6. On the other hand, the file clearly shows that this is a case where the authority--very regrettably it must be stated, was trying to do indirectly what he was prohibited from doing directly. Learned counsel for the second respondent Sri Ramaswami referred me to several decisions upon the question of fraud on power as well as mala fides, but it is not necessary to refer to all those decisions, for, the facts of this case set out above make it crystal clear that the authority was trying to do indirectly what he could not do directly. One thing however, could be mentioned with reference to the general law on the subject of fraud on power, in the context of the aforesaid facts in this case. As pointed out by the Privy Council In the case Vatcher v. Paull, 1915 AC 372 -
'The term fraud in connection with frauds on a power does not necessarily denote any conduct on the part of the appointer amounting to fraud in the common law meaning of the term or any conduct which could be properly termed dishonest or immoral. It merely means that the power has been exercised for a purpose, or with an intention, beyond the scope of or not justified by the instrument creating the power'.
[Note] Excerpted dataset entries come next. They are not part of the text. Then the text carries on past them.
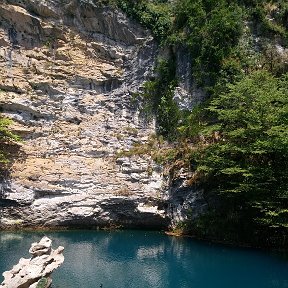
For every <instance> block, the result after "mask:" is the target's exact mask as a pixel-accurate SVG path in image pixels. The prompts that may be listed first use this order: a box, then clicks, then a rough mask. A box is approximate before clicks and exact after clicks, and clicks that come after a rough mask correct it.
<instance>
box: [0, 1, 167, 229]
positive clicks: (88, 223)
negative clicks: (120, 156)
mask: <svg viewBox="0 0 288 288" xmlns="http://www.w3.org/2000/svg"><path fill="white" fill-rule="evenodd" d="M156 50H157V46H156V44H155V42H154V41H153V38H152V37H151V35H150V34H149V32H147V31H145V30H144V29H143V28H141V27H140V26H139V25H137V24H136V23H134V22H132V21H131V20H129V19H127V18H126V17H125V16H124V15H123V14H122V13H120V12H119V11H117V10H113V9H111V8H108V7H102V6H100V5H99V4H97V1H76V0H75V1H73V0H66V1H60V0H54V1H53V0H46V1H44V0H41V1H40V0H25V1H21V0H6V1H5V0H4V1H1V3H0V75H1V76H0V89H1V91H0V105H1V110H2V112H3V114H4V115H6V116H8V117H10V118H12V119H14V120H15V121H16V124H15V126H14V130H15V131H18V133H19V134H21V135H22V137H23V140H24V141H23V143H22V144H21V145H22V151H23V155H24V156H23V159H19V160H17V161H16V162H15V163H14V165H13V167H12V172H11V175H10V176H9V177H10V178H9V179H6V180H5V181H4V182H3V183H2V184H1V189H0V190H1V193H2V196H1V197H2V200H1V208H0V209H1V222H0V226H1V227H2V228H7V227H11V226H15V225H18V226H49V227H54V226H70V227H71V226H78V227H83V226H89V227H97V226H109V225H116V226H117V225H122V226H126V227H127V226H128V227H135V226H137V227H157V228H158V227H165V226H166V225H167V223H168V221H167V218H166V216H165V211H164V210H165V209H164V208H165V203H164V202H163V201H164V200H162V199H163V198H162V195H161V193H162V192H161V191H162V190H163V189H162V185H163V181H162V176H161V169H160V168H159V167H157V165H155V164H154V163H153V162H152V161H151V160H150V158H149V157H148V156H145V157H144V156H143V157H139V156H134V157H132V158H118V159H116V154H117V152H119V151H122V150H127V149H129V148H131V146H132V145H133V144H134V143H137V142H141V143H142V142H145V141H147V139H148V137H149V135H151V133H153V132H154V126H153V123H150V124H147V123H145V122H144V121H143V120H142V119H141V118H140V117H139V112H138V111H137V109H135V107H134V105H133V101H132V100H133V92H136V91H137V90H138V89H139V87H140V86H141V85H142V84H143V82H144V81H145V80H147V79H149V77H150V76H151V74H152V70H153V66H154V63H155V58H156V54H157V53H156V52H157V51H156ZM148 171H149V173H148ZM151 171H152V172H151Z"/></svg>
In the present case, the instrument creating the power of granting temporary permit to the appointer, namely, the Regional Transport Authority, is the statute as clarified by the decision of the Bench of this Court in W. A. No. 151 of 1968 debarring the authority from granting a second temporary permit in the context of an application for a permanent permit But what the Regional Transport Authority has done is to exercise that power in a manner which was not justified by the Statute that granted the power to him and with a view to circumvent it. It is to be hoped that a recurrence of such a state of affairs would not take place as it reflects little credit on the Regional Transport Authority concerned.
7. The writ petition is allowed and the order of the Regional Transport Authority granting the impugned permit to the second respondent is quashed by a writ of certiorari. No order as to costs.